In the early 1990s, a first aspect of the health sector -- patented drugs -- burst quite unexpectedly into the trade forum: the ongoing Uruguay Round was in disarray, and the support of sectors using intellectual property rights (IPRs) intensively became essential to move it forward. Indeed, the Uruguay Round Agreement was signed in 1994 largely because it included a then much praised Trade-Related Intellectual Property Rights Agreement (TRIPs).

During the 2001 WTO Doha Ministerial, the spread of AIDS in developing countries during the previous decade fuelled a bitter debate about access to “essential” medicines, particularly for people in the poorest countries. This debate raised a wide range of issues—from whether the WTO was the best place to enforce IPR protection to how to make the best possible use of the TRIPs Agreement (since it existed). The debate ended up with an agreement about the conditions for free access to drugs by the poorest countries having no domestic drug production (it remains to be seen how this agreement will be implemented)

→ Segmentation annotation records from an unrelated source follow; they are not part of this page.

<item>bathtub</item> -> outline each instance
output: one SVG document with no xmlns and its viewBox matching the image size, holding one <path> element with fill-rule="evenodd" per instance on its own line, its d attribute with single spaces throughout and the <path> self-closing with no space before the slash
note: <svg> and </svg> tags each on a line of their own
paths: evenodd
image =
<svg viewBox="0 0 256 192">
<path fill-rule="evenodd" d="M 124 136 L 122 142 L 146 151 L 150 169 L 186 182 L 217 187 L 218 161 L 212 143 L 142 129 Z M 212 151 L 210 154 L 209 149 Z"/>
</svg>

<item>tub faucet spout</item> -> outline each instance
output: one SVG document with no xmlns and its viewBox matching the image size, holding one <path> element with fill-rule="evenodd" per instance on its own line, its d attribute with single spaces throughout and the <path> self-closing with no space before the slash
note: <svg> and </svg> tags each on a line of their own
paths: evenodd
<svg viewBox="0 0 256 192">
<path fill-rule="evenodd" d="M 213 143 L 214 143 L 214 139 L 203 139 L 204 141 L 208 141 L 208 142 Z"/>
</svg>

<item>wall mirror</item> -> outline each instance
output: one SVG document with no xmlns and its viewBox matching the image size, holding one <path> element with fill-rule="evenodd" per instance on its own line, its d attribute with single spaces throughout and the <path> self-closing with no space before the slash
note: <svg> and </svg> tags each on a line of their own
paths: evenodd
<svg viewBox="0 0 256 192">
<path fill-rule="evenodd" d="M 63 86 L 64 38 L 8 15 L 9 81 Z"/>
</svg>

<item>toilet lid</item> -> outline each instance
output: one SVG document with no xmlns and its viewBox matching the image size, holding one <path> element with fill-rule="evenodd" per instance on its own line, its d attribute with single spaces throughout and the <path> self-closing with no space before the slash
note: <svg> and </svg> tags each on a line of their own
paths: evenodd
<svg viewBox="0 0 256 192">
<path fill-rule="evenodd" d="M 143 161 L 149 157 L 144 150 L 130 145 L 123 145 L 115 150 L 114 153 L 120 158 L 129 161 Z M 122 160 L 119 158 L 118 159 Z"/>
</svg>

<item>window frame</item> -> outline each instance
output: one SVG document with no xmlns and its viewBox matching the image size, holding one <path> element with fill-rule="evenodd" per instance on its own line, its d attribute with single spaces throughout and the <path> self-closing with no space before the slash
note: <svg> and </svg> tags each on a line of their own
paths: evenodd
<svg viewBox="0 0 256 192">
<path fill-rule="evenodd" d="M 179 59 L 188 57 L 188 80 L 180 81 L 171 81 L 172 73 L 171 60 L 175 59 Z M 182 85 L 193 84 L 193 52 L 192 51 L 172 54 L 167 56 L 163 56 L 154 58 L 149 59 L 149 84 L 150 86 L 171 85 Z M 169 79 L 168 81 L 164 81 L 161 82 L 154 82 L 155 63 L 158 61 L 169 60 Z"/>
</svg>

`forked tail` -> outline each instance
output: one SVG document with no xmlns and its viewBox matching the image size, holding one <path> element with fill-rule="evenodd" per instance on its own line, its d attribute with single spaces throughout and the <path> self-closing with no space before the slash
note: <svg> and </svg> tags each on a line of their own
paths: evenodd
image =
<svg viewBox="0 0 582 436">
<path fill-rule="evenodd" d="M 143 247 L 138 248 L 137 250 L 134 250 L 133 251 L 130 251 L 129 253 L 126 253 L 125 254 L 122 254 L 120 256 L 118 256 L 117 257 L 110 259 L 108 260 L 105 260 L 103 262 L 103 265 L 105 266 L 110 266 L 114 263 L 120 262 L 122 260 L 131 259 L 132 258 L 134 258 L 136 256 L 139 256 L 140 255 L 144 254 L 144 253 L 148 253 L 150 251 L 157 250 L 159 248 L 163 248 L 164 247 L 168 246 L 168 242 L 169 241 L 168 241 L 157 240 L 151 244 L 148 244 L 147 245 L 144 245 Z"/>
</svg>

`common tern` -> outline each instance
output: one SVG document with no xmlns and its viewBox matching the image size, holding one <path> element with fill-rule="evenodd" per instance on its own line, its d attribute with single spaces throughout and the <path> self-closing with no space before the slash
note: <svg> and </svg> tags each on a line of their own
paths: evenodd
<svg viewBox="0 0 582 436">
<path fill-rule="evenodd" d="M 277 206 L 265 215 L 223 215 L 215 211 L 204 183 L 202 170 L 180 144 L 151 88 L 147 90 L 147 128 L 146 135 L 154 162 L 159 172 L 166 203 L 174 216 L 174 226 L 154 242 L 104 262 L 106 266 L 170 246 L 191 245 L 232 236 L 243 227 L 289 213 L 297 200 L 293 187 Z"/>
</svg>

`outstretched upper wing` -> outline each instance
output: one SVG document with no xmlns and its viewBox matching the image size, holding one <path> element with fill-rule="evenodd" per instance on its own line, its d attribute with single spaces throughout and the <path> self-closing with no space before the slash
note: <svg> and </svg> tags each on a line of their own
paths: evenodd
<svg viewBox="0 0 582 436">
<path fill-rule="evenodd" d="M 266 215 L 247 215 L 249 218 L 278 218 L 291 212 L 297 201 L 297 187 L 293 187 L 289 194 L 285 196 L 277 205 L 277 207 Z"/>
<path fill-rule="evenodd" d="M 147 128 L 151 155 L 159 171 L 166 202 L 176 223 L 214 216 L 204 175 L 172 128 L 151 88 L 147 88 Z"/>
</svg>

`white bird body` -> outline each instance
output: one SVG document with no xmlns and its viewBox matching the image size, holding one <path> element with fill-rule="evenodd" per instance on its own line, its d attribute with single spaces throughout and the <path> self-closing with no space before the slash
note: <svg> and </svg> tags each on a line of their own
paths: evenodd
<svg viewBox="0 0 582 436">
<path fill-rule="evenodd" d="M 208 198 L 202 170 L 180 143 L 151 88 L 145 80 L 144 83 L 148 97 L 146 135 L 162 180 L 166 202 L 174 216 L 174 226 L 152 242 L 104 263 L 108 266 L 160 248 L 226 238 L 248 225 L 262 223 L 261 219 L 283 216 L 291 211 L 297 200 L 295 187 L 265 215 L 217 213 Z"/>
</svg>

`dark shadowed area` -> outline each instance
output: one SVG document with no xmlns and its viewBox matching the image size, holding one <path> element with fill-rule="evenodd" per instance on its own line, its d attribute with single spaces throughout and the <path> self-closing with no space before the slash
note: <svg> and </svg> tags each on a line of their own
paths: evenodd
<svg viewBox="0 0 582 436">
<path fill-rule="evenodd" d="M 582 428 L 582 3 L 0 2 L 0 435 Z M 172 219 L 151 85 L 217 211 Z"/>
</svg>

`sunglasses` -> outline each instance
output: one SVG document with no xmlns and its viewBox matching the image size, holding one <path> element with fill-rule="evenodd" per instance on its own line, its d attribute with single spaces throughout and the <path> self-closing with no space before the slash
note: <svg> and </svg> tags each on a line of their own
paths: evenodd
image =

Since the Doha Ministerial, another component of the health sector - health care services - has entered the WTO forum, with some WTO Members vehemently opposed to this evolution, but others (developing as well as developed countries) showing a strong interest. Interestingly enough, there is a similar debate within the European Union (EU) about the proposal, included in the Directive on service, of reimbursing health costs to a EU citizen, wherever he/she will be cured.

A last IPR issue looms big at the horizon: the rules to be adopted for “geographical indications”, that is, indications which identify a good as originating from a country, or a region or a locality in that territory, as an attribute for a given quality or other characteristics of the goods (such as Champagne, Tequila or Roquefort). This last issue is closely linked with farm trade liberalisation.